Can a trust hold it's own units? (This seems to be sensible, but you never know!) eg. If the trust has 10 units for 28k each, I can buy 5 units for 140k (and get half the trusts profit if any), and the trust keeps the other 5 units, and that profit just stays within the trust?
I think that covers my questions (for now). I'm sure there'll be some questions for me which hopefully I can pre-emptively answer with my (possibly flawed) reasonings!
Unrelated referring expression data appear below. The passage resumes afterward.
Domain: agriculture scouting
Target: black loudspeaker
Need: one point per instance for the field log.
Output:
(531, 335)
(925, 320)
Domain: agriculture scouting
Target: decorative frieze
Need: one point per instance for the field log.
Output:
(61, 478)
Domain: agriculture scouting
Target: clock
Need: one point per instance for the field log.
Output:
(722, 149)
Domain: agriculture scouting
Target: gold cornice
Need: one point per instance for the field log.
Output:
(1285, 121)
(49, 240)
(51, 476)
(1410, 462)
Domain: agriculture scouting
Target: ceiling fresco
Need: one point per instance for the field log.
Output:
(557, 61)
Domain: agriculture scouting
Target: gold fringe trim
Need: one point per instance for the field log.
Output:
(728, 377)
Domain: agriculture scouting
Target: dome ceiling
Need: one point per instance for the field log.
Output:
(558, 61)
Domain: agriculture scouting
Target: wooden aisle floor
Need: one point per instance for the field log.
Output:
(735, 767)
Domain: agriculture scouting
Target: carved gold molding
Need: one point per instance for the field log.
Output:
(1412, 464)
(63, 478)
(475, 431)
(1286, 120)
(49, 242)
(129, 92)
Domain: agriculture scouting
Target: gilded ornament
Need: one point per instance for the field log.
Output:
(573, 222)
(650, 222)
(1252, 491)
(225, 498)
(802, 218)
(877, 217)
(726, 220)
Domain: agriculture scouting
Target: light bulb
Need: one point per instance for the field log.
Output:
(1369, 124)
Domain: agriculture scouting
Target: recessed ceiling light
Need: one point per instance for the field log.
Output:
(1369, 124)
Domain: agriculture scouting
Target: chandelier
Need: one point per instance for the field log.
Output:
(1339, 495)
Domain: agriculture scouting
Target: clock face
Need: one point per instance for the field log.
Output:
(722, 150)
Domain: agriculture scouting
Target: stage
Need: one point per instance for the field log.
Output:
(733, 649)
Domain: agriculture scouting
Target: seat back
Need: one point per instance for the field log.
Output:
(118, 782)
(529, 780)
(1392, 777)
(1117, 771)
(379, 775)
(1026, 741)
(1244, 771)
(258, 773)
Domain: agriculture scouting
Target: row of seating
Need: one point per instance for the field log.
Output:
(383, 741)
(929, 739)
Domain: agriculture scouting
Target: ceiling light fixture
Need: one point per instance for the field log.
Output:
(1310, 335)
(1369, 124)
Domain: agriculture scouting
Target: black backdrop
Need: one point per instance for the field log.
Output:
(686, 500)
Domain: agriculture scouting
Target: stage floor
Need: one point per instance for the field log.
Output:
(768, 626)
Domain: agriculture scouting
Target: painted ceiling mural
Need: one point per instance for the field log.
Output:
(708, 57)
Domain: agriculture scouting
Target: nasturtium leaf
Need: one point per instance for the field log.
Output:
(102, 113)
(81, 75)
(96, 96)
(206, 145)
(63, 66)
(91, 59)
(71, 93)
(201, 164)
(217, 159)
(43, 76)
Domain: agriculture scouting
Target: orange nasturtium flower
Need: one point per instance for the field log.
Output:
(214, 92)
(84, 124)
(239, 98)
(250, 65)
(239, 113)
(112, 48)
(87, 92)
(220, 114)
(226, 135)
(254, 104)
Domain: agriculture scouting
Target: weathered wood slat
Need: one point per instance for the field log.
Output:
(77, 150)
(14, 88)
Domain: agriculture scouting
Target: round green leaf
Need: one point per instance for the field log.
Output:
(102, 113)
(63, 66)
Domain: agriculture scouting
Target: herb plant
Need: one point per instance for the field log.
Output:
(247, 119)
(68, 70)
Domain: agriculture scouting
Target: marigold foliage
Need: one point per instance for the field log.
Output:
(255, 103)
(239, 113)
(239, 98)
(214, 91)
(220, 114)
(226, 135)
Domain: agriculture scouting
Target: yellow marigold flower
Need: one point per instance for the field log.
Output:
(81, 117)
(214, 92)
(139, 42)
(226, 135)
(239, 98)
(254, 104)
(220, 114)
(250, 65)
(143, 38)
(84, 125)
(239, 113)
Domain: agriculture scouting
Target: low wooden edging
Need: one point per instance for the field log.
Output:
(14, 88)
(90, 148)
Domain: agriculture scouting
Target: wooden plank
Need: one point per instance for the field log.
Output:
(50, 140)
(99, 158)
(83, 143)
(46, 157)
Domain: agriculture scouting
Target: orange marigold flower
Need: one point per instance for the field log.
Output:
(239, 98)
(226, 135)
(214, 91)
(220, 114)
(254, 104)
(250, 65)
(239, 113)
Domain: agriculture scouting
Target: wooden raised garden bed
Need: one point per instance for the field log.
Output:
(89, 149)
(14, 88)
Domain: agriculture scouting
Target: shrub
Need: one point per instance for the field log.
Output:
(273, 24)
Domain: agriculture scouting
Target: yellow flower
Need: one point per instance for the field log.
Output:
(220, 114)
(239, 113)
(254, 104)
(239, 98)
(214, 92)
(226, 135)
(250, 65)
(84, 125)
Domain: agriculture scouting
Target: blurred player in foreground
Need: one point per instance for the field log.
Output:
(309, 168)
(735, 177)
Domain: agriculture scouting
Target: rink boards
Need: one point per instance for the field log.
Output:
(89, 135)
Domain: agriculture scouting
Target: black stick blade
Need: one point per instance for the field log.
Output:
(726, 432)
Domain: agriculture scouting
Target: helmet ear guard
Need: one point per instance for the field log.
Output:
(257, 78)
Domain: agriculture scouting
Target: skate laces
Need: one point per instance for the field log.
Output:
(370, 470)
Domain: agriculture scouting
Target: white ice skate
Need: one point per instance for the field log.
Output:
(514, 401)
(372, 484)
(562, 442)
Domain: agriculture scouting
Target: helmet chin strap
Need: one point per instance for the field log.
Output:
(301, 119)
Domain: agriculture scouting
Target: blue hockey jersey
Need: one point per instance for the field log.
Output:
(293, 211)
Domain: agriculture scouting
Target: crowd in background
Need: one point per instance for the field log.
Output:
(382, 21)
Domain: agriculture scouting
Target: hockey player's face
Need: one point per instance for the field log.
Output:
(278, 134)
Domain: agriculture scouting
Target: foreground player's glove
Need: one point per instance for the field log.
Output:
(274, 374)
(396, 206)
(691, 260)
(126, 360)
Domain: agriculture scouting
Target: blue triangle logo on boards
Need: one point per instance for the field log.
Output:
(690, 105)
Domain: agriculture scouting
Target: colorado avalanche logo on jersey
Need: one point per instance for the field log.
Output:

Why unit trust (why not discretionary)? Unit trust seems to be the easiest setup to access negative gearing benefits, this is the main reason. Land tax also seems to be lower in unit trusts (calculated at general rates, discretionary charged at surcharge rates). Asset protection is not a major concern for me at the moment (PAYG employee). Unit trust seems very flexible, when the IP1 becomes positively geared again (in 5+ years), I could transfer/sell the units to my lower income partner, if asset protection becomes a concern I can transfer/sell them to a discretionary trust, later on in life I could sell the units to my SMSF. I believe I can do this without incurring stamp duty as long as the value of the asset does not exceed $1mil.
Rough numbers (once again might be flawed) suggest that I would recoup the stamp duty in 3 years (6k tax refund/yr), and an extra year for the additional costs. After that it's all gravy.
Apologies for the long winded rambling, any advice and suggestions much appreciated!